Sosyal medyada şöyle geyikler çeviriyorlarmış:
*
“Beni sonsuza kadar sever misin?” sorusuna...
“Ne sonsuzu? Seni İran karşılık verinceye kadar severim” diye cevaplar veriyorlarmış.
*
İntikam arzularınızı bu denli yüksek sesle dile getirip bir fiske bile vuramadığınızda işte böyle madara olursunuz.
Bu zillet, İran’a hiç yakışmıyor.
İSRAİLLİ KÜSTAH BAKAN ŞAMAR OĞLANINA DÖNDÜ
Önce Ekrem İmamoğlu’na sırnaştı küstah bakan.
Cumhurbaşkanı Erdoğan’a hakaretinin Ekrem İmamoğlu’ndan destek bulacağını sandı.
İmamoğlu’ndan hak ettiği yanıtı aldı.
*
Bu arada Ahmet Davutoğlu da küstah bakana esaslı bir fırça attı.
“Türkiye’nin Cumhurbaşkanı’na hakaret edemezsin. Hadi oradan” tarzı bir fırça.
Böylece Davutoğlu da İsrailli Bakan’a hak ettiğini vermiş oldu.
*
İsrailli Bakan, Türkiye’de iktidar / muhalefet dayanışmasına yol açtığını gördükçe hırsından kuduruyordur herhalde.
Beter olsun.
ICARDI’NİN ÇANTASI
“Erkek çantasına hiç benzemiyor, Wanda’dan mı kaldı bu çanta?” falan türü takılmalara hiç aldırmadım.
Bence gayet şık, gayet asil, gayet güzel bir çanta.
Erkeğin eline de yakışıyor.
*
Tek bir kusuru var:
Çok pahalı bir markanın çok pahalı bir ürünü olması.

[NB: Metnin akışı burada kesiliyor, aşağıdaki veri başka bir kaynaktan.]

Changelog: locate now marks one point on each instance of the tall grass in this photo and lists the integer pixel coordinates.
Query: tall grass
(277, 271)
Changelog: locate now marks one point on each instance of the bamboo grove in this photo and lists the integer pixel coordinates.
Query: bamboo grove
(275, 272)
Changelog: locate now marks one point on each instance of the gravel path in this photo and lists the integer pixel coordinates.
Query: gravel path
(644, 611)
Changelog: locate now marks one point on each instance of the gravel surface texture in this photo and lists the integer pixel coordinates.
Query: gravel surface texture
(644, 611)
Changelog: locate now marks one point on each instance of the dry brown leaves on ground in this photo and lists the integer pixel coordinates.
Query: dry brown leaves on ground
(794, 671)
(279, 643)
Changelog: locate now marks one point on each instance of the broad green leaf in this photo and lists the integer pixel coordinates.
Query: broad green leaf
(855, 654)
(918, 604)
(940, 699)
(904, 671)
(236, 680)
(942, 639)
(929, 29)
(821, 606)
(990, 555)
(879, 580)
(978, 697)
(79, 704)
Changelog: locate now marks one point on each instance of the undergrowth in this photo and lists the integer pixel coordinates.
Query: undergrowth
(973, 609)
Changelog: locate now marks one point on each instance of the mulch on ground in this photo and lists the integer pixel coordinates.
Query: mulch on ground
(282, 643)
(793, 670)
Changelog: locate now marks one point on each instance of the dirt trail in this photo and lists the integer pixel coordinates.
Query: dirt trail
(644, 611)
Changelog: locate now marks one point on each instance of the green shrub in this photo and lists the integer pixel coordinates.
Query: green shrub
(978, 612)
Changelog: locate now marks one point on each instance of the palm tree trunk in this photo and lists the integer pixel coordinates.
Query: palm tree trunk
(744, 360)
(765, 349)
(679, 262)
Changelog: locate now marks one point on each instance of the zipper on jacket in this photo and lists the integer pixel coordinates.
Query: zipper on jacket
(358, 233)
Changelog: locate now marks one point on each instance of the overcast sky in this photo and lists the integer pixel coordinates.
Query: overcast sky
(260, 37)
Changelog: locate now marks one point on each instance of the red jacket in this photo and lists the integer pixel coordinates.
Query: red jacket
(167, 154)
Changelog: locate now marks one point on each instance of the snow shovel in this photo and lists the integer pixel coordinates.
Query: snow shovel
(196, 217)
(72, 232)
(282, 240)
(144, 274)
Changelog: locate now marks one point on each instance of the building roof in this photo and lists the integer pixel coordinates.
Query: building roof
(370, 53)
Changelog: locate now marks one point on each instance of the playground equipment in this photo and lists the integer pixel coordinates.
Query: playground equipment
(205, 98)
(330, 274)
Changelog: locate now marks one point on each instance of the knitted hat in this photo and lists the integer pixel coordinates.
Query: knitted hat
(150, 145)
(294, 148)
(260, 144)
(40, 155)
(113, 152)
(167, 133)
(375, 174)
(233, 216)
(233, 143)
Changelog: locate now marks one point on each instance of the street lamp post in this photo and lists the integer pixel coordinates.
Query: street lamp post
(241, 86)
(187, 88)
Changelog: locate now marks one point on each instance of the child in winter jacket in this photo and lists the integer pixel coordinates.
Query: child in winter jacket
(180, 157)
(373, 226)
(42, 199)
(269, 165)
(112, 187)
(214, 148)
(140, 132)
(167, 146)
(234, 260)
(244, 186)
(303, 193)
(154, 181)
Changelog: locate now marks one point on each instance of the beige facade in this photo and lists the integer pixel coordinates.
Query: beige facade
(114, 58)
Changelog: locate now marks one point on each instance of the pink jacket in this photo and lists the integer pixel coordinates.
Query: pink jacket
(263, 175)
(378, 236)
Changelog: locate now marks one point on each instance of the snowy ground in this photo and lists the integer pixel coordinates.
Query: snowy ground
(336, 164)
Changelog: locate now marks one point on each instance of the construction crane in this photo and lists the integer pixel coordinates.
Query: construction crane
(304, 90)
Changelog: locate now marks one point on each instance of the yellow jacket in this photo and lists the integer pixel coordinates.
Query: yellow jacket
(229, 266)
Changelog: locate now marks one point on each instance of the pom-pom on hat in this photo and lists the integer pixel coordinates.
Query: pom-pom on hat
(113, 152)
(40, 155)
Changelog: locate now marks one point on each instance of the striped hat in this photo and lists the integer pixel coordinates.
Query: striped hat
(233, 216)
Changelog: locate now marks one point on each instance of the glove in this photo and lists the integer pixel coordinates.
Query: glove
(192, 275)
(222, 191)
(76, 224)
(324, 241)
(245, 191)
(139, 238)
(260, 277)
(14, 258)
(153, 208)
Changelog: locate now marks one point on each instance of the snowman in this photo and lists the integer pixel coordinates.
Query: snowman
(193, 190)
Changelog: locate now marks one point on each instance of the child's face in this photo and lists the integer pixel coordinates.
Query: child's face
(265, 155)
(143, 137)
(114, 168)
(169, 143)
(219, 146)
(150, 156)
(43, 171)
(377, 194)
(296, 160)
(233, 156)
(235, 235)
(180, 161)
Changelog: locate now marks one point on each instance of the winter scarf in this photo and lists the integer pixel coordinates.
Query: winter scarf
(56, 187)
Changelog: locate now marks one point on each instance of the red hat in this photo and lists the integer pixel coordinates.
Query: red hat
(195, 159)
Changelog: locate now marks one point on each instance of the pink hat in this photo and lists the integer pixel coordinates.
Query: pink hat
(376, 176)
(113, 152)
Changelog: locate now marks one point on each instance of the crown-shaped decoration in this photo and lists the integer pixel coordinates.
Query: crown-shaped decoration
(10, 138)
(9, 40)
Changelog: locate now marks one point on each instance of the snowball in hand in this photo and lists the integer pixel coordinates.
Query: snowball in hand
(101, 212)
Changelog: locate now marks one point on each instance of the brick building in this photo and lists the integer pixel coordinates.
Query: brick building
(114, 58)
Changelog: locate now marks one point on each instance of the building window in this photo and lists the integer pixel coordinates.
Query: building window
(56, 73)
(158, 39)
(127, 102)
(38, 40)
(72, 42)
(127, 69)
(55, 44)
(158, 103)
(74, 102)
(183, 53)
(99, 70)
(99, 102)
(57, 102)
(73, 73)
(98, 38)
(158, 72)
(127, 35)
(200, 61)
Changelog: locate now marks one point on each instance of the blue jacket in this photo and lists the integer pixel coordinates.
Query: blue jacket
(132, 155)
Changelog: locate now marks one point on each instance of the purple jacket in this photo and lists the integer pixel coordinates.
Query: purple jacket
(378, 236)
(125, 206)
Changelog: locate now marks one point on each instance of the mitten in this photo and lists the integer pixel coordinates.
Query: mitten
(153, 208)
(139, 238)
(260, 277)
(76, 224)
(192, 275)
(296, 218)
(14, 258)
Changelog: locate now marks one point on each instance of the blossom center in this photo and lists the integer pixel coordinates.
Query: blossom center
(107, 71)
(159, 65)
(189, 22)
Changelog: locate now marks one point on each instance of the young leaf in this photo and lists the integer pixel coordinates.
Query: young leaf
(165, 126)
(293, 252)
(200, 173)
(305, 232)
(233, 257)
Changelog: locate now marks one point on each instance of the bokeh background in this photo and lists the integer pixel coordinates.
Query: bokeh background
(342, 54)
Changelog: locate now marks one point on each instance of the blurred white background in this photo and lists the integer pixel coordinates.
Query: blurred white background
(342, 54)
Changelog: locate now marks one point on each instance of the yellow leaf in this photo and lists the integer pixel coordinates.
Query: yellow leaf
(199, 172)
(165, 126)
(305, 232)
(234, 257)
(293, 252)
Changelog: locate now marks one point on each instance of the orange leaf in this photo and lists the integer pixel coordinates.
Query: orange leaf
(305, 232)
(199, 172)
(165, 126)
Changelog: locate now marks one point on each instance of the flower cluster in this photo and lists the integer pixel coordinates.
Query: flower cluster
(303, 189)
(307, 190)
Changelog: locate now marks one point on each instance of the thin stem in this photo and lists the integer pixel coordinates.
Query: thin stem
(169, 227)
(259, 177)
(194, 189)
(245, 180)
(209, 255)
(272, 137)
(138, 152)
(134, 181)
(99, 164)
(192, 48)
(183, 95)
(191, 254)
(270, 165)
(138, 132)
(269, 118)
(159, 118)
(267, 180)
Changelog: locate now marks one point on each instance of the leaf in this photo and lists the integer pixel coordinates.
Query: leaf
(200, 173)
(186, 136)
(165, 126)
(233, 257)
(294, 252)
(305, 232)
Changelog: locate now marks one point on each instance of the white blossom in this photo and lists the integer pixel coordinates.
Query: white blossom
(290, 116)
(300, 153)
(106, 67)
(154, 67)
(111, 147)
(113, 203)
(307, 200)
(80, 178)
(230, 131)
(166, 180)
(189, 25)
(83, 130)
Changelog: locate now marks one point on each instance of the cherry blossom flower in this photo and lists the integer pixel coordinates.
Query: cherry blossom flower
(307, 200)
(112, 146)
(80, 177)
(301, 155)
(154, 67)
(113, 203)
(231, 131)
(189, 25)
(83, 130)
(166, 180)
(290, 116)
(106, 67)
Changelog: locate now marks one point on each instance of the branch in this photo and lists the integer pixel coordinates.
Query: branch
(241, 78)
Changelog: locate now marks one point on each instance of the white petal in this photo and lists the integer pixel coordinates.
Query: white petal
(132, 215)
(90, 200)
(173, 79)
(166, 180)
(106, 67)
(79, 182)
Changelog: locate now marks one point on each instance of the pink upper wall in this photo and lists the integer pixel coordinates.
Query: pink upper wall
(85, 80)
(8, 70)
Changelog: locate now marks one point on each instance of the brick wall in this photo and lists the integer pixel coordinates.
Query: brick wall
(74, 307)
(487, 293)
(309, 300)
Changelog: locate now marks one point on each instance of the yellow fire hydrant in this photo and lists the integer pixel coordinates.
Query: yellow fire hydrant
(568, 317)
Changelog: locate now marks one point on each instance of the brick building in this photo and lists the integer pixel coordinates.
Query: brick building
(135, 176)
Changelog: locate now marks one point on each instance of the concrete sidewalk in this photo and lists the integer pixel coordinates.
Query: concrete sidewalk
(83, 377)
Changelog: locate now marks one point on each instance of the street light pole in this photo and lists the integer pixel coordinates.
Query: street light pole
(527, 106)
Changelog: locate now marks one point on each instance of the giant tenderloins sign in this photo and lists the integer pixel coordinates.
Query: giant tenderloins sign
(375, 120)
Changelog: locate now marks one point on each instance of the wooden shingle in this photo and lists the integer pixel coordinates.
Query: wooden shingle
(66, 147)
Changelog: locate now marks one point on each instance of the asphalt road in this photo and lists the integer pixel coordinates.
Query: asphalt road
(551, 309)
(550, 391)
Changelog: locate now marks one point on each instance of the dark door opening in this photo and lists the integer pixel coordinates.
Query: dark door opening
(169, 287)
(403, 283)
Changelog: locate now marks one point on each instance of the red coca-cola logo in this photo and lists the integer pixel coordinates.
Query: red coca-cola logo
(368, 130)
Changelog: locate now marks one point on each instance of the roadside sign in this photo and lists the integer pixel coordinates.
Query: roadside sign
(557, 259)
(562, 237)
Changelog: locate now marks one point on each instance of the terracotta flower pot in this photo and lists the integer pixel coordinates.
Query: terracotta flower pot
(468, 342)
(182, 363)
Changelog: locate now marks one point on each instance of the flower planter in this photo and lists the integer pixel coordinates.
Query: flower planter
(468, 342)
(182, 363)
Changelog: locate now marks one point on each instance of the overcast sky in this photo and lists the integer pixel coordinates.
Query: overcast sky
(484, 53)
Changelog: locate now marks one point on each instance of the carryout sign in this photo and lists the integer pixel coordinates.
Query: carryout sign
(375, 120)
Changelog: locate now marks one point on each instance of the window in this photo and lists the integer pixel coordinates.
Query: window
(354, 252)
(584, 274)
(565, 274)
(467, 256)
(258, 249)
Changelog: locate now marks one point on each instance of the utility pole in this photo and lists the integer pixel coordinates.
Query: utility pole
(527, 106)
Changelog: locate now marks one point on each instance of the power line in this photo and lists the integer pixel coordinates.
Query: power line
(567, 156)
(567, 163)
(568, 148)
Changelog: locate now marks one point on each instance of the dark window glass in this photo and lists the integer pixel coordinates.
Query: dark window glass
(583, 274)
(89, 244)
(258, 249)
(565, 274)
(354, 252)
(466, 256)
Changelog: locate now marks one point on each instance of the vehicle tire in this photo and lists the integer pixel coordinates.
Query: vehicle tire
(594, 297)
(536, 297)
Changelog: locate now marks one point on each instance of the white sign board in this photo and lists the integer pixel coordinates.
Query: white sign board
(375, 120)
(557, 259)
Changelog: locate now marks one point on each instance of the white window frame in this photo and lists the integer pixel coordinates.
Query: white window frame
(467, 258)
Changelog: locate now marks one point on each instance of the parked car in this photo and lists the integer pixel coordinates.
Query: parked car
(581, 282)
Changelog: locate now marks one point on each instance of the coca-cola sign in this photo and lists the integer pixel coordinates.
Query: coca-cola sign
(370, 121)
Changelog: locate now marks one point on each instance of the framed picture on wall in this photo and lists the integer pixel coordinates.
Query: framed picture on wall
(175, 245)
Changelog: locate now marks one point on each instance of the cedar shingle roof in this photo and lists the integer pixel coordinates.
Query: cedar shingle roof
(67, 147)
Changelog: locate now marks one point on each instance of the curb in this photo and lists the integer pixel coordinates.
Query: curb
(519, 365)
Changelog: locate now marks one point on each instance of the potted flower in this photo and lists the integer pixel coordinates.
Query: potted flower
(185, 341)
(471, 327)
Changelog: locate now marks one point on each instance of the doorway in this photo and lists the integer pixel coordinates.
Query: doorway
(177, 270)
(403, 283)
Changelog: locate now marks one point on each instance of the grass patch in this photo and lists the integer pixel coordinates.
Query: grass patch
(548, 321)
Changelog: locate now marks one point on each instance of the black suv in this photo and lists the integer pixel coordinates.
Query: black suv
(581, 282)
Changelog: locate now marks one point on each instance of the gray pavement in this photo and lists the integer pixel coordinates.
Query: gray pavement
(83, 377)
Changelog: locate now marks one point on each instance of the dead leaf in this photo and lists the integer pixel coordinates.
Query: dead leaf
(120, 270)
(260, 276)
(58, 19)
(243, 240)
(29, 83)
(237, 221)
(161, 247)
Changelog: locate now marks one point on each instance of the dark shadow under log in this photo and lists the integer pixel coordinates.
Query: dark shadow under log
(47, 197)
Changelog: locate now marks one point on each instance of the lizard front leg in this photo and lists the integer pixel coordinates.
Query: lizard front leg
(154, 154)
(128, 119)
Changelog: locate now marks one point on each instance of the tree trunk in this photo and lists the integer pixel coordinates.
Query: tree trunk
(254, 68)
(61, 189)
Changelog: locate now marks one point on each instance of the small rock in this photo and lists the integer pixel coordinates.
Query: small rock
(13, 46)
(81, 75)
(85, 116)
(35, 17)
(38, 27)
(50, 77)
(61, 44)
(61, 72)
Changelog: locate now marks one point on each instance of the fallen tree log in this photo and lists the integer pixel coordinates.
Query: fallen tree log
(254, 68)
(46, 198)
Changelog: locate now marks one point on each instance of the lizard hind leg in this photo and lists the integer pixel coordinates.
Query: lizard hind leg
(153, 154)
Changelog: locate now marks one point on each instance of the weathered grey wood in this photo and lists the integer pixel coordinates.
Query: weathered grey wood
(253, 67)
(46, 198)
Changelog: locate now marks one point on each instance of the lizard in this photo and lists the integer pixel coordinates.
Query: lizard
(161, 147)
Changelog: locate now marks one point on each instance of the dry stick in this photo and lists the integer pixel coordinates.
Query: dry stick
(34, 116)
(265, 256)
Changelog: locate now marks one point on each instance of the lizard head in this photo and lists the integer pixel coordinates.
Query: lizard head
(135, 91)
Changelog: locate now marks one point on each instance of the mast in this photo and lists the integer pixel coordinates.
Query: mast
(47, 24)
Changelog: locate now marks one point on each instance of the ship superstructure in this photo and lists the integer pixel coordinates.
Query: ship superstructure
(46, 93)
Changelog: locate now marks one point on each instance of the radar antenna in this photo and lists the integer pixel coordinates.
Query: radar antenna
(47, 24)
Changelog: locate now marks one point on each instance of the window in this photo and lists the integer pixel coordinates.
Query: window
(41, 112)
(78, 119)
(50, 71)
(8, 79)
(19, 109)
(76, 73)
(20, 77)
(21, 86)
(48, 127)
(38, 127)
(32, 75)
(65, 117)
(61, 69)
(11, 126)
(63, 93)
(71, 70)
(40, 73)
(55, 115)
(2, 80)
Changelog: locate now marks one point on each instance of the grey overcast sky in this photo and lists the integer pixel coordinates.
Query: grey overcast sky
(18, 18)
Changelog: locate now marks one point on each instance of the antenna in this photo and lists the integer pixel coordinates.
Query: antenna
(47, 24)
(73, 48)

Yani seçilmesi için büyük bir çaba sarf edilmemiş. Para bastırılmış ve edinilmiş.
MİLLİ SPORLARIMIZ
Güreş, bizim milli sporumuz olmaktan çıkıyor galiba.
Gerçi voleybol da milli sporumuz olamadı ama neyse.
CHP’NİN EN ÖNEMLİ SORUNU
CHP’nin en önemli, en esaslı, en temel sorunu nedir?
*
Galiba şudur:
*
Siyaseti, bir dava meselesi olarak görmüyorlar.
Siyaseti, bir kariyer meselesi olarak görüyorlar.
ASIL MERAK
Bir söylenti var.
Güya Ahmet Davutoğlu, partisiyle birlikte AK Parti’ye iltica etmeyi düşünüyormuş.
*
İltica etmek isterler mi, istemezler mi?
Merak etmiyorum.
Ben asıl bu iltica konusunda AK Parti’nin ne düşündüğünü merak ediyorum.